“With all those risks, why would anyone agree to that procedure?” That was the comment that I received from the HIM Director during the presentation of an electronic informed consent tool at a Detroit-area hospital last week. It’s a concern that I have heard many times over the years – never from a risk manager – but sometimes from IT staff and once in a while from a physician.
The HIM director had a point – the electronic consent tool being discussed contained a library of over 3,000 procedure-specific consent forms; the overwhelming majority of them listed more risks than benefits. The concern expressed by the HIM director should be foundational to our reflections during Shared Decision-Making Month. Might patients choose either less complex or less invasive treatments (or no procedure at all), if they fully comprehend the risks and possible complications of contemplated procedures? Providers are well aware of their responsibility to provide patients with sufficient information to make complex decisions about treatment alternatives. Nonetheless, the lack of comprehensive educational materials, time constraints and competing economic imperatives combine to present a considerable challenge to providers in their efforts to guide patients in evaluating and understanding the implications of treatment choices.
Case in Point
A poignant example of this challenge was shared earlier in March at the Lown Institute Annual Conference by James Rickert, MD, of The Society for Patient Centered Orthopedic Surgery. Dr. Rickert described a patient with a severely arthritic knee who asked for another arthroscopic procedure similar to the one that Dr. Rickert had successfully performed 20 years earlier. Dr. Rickert explained that there would be no benefit and that the risks were many. The patient went to another orthopedic surgeon and had the procedure performed. The second surgeon estimated that the worst outcome was no improvement, and at a minimum, the patient would believe that everything possible had been attempted. Unfortunately, the patient developed a deep vein thrombosis that turned into a pulmonary embolism. The patient was dead two days later.
A Time for Introspection
In the above example, an attempt was made to explain all of the relevant risks of a procedure to a patient, however, that may not always be the case. A study in the March issue of JAMA Internal Medicine analyzed online ads placed by 262 hospitals for transaortic valve replacement (TAVR). All but one of the hospitals listed at least one benefit of the procedure. However, only 26 percent of the hospitals listed one or more risks associated with TAVR.

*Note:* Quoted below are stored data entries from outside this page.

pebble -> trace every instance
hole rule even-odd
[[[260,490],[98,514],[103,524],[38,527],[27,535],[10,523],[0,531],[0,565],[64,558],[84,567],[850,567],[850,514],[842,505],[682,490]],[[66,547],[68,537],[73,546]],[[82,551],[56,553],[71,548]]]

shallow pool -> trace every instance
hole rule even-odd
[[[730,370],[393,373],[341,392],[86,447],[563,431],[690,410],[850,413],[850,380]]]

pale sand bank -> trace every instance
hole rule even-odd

The consequence of emphasizing benefits over risks can result in inaccurate perceptions of treatment benefits. For example, a 2014 study analyzed the perceptions of 991 patients about the purported benefits of percutaneous coronary intervention (PCI). The researchers found that 90 percent of patients believed the procedure would extend life and 88 percent believed that PCI would prevent future heart attacks in spite of significant clinical evidence to the contrary.
Facilitating Informed Choice
So what are the best practices for ensuring an effective shared decision-making process? In addition to confirming that patients understand all of the potential risks and complications associated with a planned procedure, as well as the viable alternative treatments (including the option of no treatment), a recent HealthLeaders Media report pointed to several other key pieces of information that are essential to informed choice. Harlan Krumholz, MD, SM, director of the Center for Outcome Research and Evaluation at Yale University School of Medicine, told attendees at the Lown Institute Conference that patients should also be informed of:
- The provider’s skill level and experience
- Outcomes statistics for the provider
- Outcomes statistics for the facility (and those of alternative facilities)
- The patient’s out-of-pocket costs for the procedure
At first-glance, the prospects for dramatically changing the shared decision-making process with a goal of ensuring a comprehensive, thoughtful evaluation of all practical alternatives as outlined above, might suggest a slow adoption curve. Fortunately, the economics of healthcare are becoming increasing supportive of this environment as the nation moves from fee-for-service to value- and quality-based payment models. Emerging reimbursement models reward providers and organizations, not for providing the most technologically current (and often the most expensive treatments), but for supplying treatments that meet the patient’s frequently modest objectives and which best balance risks against benefits.
A Collective Effort to Improve Patient Participation
To further accelerate this trend, Health and Human Services Secretary Sylvia Burwell announced on January 26 a goal of tying 50 percent of Medicare payments to value-based models, such as ACOs, by the end of 2018. It will require a collective effort improve patient participation in their healthcare decisions. Encouragingly, Secretary Burwell noted, “Whether you are a patient, a provider, a business, a health plan, or a taxpayer, it is in our common interest to build a health care system that delivers better care, spends health care dollars more wisely and results in healthier people.”